The story continued once the online Universe of Terms was released, over 2019-2020, and the world changed with covid and the murder of George Floyd. As classes were abruptly shifted online, Oraby and Flamme found themselves discussing what scholarship for this frightening new reality would look like, who were scholars, and whom scholars were accountable to. 

And somehow the idea emerged to design a book from the website, a book more like a graphic novel than an academic volume. Eight of the website's fourteen terms were chosen, and short resonant passages were chosen from the essays which had been written about them to inspire new illustrations. The sources of the quotations are given in endnotes.



The resulting book is gorgeous but also a little confounding. The images dance from page to page (another of Flamme's inspirations is Calder's mobiles), only occasionally making space for blocks or lines of text. A bookish colleague of mine found it upsetting. But designers I showed it to loved it. One, whom I hadn't told the backstory, wondered if the text was necessary at all!


I'm not sure what I think (the uniformity of the images seems in tension with the polyphonic aspirations of the original project, for instance), but I'm intrigued enough by it that I want to build the Universe of Terms - book and website - into "Theorizing Religion," which I teach again next semester. 
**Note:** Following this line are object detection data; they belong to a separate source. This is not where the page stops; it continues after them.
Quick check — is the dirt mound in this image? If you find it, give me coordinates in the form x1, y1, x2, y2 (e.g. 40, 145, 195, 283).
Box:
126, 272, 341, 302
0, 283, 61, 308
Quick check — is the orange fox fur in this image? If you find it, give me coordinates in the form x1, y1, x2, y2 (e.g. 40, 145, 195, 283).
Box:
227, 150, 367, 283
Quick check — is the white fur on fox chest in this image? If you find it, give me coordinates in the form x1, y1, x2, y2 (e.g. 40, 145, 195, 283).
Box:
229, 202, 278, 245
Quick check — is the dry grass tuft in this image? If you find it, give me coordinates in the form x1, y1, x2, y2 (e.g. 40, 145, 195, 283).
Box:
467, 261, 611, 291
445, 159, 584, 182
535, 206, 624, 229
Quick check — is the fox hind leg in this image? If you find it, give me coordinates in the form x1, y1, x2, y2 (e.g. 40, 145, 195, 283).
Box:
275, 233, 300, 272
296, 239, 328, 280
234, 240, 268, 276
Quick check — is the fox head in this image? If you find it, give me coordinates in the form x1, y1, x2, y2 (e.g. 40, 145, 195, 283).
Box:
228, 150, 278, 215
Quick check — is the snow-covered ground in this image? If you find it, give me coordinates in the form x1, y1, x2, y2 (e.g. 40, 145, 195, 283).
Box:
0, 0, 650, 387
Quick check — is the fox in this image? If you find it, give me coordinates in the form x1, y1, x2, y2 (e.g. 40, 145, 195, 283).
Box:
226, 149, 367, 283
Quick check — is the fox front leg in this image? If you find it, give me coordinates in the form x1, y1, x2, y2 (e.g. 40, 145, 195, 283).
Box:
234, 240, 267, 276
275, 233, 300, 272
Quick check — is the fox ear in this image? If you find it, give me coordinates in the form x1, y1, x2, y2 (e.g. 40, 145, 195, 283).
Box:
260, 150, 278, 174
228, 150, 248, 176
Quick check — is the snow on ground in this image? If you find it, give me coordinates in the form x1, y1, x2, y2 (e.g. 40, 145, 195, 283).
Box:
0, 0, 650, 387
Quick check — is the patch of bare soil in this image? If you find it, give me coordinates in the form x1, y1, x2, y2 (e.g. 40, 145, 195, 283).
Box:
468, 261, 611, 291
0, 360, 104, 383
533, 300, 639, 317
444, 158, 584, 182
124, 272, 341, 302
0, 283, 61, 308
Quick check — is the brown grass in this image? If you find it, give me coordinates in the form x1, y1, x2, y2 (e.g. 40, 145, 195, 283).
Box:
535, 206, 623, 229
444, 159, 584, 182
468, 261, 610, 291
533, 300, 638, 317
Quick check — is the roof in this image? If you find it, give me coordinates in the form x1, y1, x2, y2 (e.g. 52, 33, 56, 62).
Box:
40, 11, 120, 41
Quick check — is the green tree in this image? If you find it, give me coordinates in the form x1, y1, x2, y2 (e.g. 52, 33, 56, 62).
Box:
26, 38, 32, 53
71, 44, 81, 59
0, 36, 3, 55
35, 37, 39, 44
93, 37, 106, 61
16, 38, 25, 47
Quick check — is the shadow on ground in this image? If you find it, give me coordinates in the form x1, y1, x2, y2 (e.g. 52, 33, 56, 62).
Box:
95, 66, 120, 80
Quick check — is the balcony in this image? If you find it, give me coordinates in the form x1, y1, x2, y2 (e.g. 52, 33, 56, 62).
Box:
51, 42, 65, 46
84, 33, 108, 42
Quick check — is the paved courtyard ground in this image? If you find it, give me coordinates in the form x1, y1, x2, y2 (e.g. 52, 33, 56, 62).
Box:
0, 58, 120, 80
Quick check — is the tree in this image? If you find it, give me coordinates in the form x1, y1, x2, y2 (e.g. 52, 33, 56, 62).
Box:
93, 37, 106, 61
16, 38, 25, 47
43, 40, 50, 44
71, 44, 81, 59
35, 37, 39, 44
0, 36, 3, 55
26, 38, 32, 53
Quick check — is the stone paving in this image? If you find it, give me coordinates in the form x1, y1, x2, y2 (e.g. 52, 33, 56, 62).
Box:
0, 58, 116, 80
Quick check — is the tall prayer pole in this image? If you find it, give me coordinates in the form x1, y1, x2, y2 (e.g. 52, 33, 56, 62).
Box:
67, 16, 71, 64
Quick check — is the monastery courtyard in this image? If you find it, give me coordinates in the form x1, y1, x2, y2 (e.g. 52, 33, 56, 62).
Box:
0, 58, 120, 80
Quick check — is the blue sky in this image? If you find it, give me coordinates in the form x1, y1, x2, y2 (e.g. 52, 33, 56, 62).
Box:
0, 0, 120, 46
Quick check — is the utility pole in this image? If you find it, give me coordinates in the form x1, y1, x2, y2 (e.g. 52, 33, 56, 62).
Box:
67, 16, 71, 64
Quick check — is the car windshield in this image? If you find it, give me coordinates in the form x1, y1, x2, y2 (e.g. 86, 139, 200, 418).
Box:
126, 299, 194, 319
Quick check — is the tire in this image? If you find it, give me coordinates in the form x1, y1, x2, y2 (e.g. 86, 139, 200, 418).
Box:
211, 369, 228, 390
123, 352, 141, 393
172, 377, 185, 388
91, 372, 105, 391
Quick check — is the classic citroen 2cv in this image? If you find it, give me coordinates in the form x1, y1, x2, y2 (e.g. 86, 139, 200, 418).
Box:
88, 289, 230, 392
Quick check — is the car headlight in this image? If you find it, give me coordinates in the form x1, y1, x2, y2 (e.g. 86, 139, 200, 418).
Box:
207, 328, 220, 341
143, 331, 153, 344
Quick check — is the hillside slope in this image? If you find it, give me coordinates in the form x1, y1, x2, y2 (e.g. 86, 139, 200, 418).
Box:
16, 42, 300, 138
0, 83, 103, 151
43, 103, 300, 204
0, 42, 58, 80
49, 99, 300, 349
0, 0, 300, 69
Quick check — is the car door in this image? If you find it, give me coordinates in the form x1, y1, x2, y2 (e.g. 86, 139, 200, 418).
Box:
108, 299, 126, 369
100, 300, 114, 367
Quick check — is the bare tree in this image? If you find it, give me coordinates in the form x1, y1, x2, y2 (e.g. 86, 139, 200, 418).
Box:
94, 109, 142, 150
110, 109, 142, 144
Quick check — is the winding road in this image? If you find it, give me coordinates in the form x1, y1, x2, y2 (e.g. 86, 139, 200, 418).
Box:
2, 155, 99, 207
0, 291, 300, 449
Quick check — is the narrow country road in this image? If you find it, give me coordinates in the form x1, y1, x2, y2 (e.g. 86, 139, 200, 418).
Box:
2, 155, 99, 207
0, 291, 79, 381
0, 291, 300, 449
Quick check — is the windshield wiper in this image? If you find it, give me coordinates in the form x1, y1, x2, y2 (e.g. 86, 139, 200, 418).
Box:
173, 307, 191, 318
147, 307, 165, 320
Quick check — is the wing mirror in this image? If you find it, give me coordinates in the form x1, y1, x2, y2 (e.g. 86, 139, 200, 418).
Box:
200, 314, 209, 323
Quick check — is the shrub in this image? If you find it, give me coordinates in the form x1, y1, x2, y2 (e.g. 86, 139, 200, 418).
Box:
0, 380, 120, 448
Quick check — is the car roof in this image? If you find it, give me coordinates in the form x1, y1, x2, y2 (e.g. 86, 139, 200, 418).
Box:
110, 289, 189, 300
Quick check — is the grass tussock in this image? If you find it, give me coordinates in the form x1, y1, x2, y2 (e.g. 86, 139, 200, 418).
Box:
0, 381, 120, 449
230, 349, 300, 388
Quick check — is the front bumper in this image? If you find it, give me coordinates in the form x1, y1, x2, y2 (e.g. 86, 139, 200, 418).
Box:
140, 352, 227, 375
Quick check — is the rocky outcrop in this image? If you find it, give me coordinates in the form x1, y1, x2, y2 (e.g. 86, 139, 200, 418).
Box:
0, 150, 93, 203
From today's class discussion I'm fascinated by the possibility of representing concepts in this visual way. Not just illustrating them, as though thought must always default to words! In some way this book of imagery is not just supported by all the scholarly work behind it but rises above it. Some things are lost, certainly (though it tells you how to find them); aren't others gained? 

I look forward, for instance, to working from these panels back to the essay from which the text is taken. The ideas, from Sylvia Wynter, are dense and difficult; do the images simplify, clarify, amplify?